Baca berita dengan sedikit iklan, klik di sini
TEMPO.CO, Jakarta - Ketua Asosiasi Muslim Penyelenggara Haji dan Umrah Joko Asmoro mengatakan potensi kerugian penjualan paket umrah akibat adanya penyetopan izin sementara oleh Pemerintah Arab Saudi mencapai Rp 2,5 triliun. Potensi itu dihitung selama sebulan sejak kebijakan penyetopan umrah diberlakukan.
"Potensi kerugian dari penjualan, bukan dari revenue (keuntungan) adalah Rp 2-2,5 triliun dalam satu bulan. Kerugian ini komponennya banyak, termasuk dari (jasa) tenaga kerja," ujar Joko dalam diskusi terkait virus Corona di Jakarta Pusat, Sabtu, 29 Februari 2020.
Joko mengatakan kerugian itu dihitung dari akumulasi pembeli paket perjalanan umrah dikalikan dengan harga paket. Menurut dia, saat ini rata-rata terdapat 100-150 ribu jemaah per bulan yang membeli paket umrah dengan harga paket per pacs sekitar Rp 20 juta.
Kementerian Luar Negeri Arab Saudi sebelumnya telah menyetop izin kunjungan ibadah umrah dan akses ke makam Nabi Muhammad di Madinah.
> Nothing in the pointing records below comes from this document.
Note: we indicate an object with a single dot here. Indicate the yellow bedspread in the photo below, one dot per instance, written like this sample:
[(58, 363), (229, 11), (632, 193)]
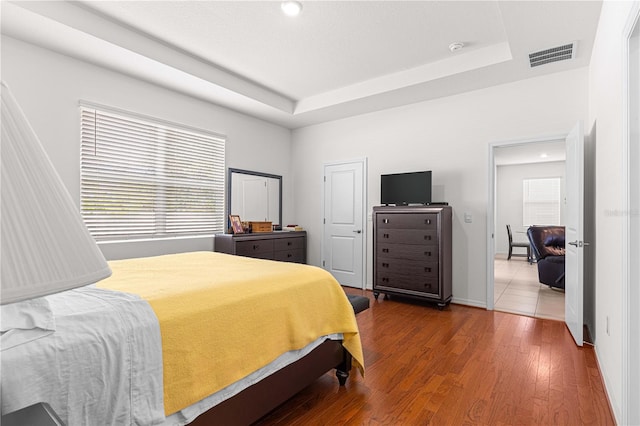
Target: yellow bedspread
[(222, 317)]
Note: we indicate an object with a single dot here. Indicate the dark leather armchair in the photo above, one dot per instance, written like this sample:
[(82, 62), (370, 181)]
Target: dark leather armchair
[(547, 243)]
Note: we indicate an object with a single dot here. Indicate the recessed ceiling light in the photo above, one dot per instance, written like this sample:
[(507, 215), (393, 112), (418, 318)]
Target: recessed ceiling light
[(291, 8), (456, 46)]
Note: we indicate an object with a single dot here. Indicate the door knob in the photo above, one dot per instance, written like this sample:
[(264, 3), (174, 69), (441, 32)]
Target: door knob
[(578, 243)]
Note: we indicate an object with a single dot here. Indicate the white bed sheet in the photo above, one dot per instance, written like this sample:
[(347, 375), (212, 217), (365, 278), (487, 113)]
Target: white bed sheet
[(103, 364)]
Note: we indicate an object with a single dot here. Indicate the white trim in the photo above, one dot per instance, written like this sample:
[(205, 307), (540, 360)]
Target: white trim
[(629, 294), (159, 121), (365, 223), (491, 220)]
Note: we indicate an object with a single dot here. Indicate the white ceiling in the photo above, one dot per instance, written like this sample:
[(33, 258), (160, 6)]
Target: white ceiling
[(336, 59)]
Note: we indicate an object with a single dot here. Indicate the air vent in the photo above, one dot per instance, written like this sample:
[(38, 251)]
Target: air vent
[(555, 54)]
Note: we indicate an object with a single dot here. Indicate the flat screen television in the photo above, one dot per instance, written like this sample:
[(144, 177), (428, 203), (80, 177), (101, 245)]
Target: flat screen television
[(405, 188)]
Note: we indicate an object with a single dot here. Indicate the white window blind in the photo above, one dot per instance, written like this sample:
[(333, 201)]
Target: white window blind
[(541, 201), (146, 179)]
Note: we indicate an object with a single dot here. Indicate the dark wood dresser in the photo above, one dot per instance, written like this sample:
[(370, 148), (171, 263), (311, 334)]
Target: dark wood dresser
[(287, 246), (412, 252)]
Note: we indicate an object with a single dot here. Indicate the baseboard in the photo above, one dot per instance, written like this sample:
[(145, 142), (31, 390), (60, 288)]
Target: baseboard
[(474, 303), (617, 416)]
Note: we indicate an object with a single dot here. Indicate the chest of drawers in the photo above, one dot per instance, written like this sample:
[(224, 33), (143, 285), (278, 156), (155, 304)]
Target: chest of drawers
[(412, 252), (287, 246)]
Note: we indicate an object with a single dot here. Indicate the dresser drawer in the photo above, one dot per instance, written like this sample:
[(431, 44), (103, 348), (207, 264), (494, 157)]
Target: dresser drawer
[(407, 251), (254, 248), (409, 285), (407, 236), (407, 268), (288, 243), (407, 221), (293, 255)]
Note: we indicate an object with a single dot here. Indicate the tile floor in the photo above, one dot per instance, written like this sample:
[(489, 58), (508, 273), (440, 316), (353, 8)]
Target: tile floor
[(517, 290)]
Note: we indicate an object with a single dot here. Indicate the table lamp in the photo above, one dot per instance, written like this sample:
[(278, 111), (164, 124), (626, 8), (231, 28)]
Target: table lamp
[(45, 247)]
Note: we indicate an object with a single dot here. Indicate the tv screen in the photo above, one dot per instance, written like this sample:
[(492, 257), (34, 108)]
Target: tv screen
[(406, 188)]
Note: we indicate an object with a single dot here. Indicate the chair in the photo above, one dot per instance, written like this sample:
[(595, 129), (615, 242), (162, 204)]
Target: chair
[(513, 244), (548, 245)]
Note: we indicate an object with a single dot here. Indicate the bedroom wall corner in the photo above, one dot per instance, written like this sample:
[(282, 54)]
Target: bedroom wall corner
[(49, 85)]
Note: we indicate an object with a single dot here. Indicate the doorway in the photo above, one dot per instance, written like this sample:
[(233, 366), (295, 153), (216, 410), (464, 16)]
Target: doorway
[(344, 230), (528, 189), (631, 224)]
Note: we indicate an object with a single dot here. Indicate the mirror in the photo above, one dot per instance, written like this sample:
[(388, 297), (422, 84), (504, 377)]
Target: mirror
[(255, 196)]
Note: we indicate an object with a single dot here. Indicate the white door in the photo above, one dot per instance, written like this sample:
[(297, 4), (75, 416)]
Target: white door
[(573, 298), (344, 230)]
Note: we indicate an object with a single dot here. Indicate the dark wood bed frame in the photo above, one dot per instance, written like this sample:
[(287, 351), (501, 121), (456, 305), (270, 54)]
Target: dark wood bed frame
[(258, 400)]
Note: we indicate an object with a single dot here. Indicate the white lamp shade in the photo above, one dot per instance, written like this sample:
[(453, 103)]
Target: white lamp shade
[(44, 245)]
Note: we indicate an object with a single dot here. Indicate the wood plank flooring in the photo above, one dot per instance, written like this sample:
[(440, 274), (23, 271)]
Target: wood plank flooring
[(459, 366)]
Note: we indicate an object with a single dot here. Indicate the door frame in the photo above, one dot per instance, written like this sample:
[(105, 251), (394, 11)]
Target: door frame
[(630, 230), (365, 192), (491, 210)]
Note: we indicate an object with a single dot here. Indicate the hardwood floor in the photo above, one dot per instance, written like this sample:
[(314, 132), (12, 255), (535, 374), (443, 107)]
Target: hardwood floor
[(459, 366)]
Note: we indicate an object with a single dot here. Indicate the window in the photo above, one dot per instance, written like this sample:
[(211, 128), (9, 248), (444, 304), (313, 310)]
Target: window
[(142, 178), (541, 201)]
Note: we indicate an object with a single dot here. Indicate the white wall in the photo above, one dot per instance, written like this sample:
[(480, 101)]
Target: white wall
[(449, 136), (606, 117), (48, 86), (509, 198)]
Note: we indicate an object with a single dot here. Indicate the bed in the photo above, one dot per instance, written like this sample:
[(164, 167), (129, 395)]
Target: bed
[(202, 338)]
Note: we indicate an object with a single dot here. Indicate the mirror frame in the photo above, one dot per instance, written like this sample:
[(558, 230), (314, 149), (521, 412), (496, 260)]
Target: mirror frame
[(253, 173)]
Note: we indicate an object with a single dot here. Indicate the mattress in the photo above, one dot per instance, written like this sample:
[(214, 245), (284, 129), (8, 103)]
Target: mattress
[(96, 354)]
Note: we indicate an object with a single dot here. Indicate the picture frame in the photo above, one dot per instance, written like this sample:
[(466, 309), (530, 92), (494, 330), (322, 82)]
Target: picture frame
[(236, 224)]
Penyetopan sementara ini dilakukan sebagai akibat mewabahnya virus Corona di pelbagai negara, termasuk Indonesia.
Joko menjelaskan, saat ini terdapat sekitar 50 ribu masyarakat yang sudah memperoleh visa, namun gagal berangkat ke Arab Saudi. Bahkan, sebanyak 1.685 orang di antaranya telah berada di negara-negara transit.
Ia menyebutkan, pihak agen perjalanan telah menggelar pertemuan dengan Kementerian Agama, maskapai, dan stakeholders lain untuk mengambil kebijakan terkait refund atau pengembalian dana dan reschedule atau penjadwalan ulang. Khusus penjadwalan ulang, agen travel sedang berupaya meminta Kementerian Luar Negeri Arab Saudi untuk melonggarkan kebijakan pembuatan visa.
"Agar kiranya untuk pemilik visa elektronik ini untuk reschedule tidak dikenakan biaya kembali karena biayanya cukup mahal sekitar US$ 200-300," ujarnya.